Noch wird „Merkollande“ geflüstert

Berliin/Paris..  Noch wird diese Wortschöpfung, welche in Paris seit Tagen die Runde macht, nur geflüstert: „Merkollande“. Aber selbst wenn Skeptiker noch von einem „zarten Pflänzchen“ sprechen, so ist die neue Harmonie zwischen Angela Merkel und François Hollande spätestens seit der deutsch-französischen Friedensinitiative für die Ukraine nicht mehr zu übersehen.

Ganz offenbar haben die Bundeskanzlerin und Frankreichs Staatspräsident endlich jene nachhaltigen Funkstörungen überwunden, die ihr Verhältnis bislang prägten. Wahre Freunde erkennt man erst in schweren Zeiten, heißt es. Und es sieht so aus, als hätten Merkel und Hollande erst vor dem dreifach bedrohlichen Hintergrund der islamistischen Terrorgefahr, des Ukraine-Konflikts und der neu aufgeflammten griechischen Schuldenkrise entdeckt, was sie aneinander haben. Oder dass ihre Gemeinsamkeiten doch größer sind als ihre Differenzen, wenn es wirklich hart auf hart geht.

Bis vor Kurzem galt, dass sich Angela und François zwar duzen, aber dennoch zu keiner gemeinsamen Sprache fanden. Stets wirkte es gekünstelt, wenn die beiden 60-jährigen Politiker versuchten, Nähe zu demonstrieren. Bis am 11. Januar eine Momentaufnahme ein ganz anderes Bild zeichnete.

Sie zeigt die sichtlich ergriffene Kanzlerin, die am Rande des großen Trauermarschs zum Gedenken an die 17 Opfer der Pariser Attentatsserie mit geschlossenen Augen ihren Kopf an die Schulter des französischen Präsidenten legt. Als „Liebesfoto“ haben Medien diesen Schnappschuss bezeichnet.
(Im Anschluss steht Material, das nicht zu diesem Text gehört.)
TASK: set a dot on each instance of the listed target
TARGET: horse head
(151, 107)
Endlich ein persönliches Verhältnis

Vielleicht handelt es sich tatsächlich um jenen Augenblick, an dem Merkel und Hollande zu einem persönlichen Verhältnis fanden. Wenige Tage später sprach Frankreichs Präsident von einer „starken Bindung“ zwischen Paris und Berlin, ohne die es kein starkes Europa geben könne. Höfliche Worte, Hundert Mal gehört. Nur handelte es sich diesmal nicht um eine der üblichen Sonntagsreden. Vielmehr folgten den Worten wenige Stunden später Taten, als Hollande und Merkel nach Kiew flogen und den Verhandlungsmarathon um das zweite Minsker Abkommen eröffneten.

Noch lässt sich nicht absehen, ob die bilaterale Ukraine-Initiative zum Erfolg führen wird. Aber mit ihr haben Deutschland und Frankreich erstmals seit der Abwahl von Hollandes Vorgänger Nicolas Sarkozy wieder gemeinsam das europäische Leadership übernommen. Wobei „Merkollande“ derzeit auch im Falle Griechenlands greift.

Dauerhaft zusammengerauft?

Obwohl Frankreichs Präsident der neuen Regierung in Athen freundschaftliche Unterstützung versprach, pocht er in Übereinstimmung mit der Kanzlerin auf den Respekt der getroffenen Vereinbarungen. Durchaus möglich, dass sich Merkel und Hollande tatsächlich dauerhaft zusammengerauft haben. Wobei nicht zu vergessen ist, dass auch Merkel und Sarkozy mehr als zwei Jahre brauchten, um miteinander warm zu werden. Erst die stürmischen Zeiten der Finanz- und Eurokrise schmiedeten das gemischte Doppel „Merkozy“.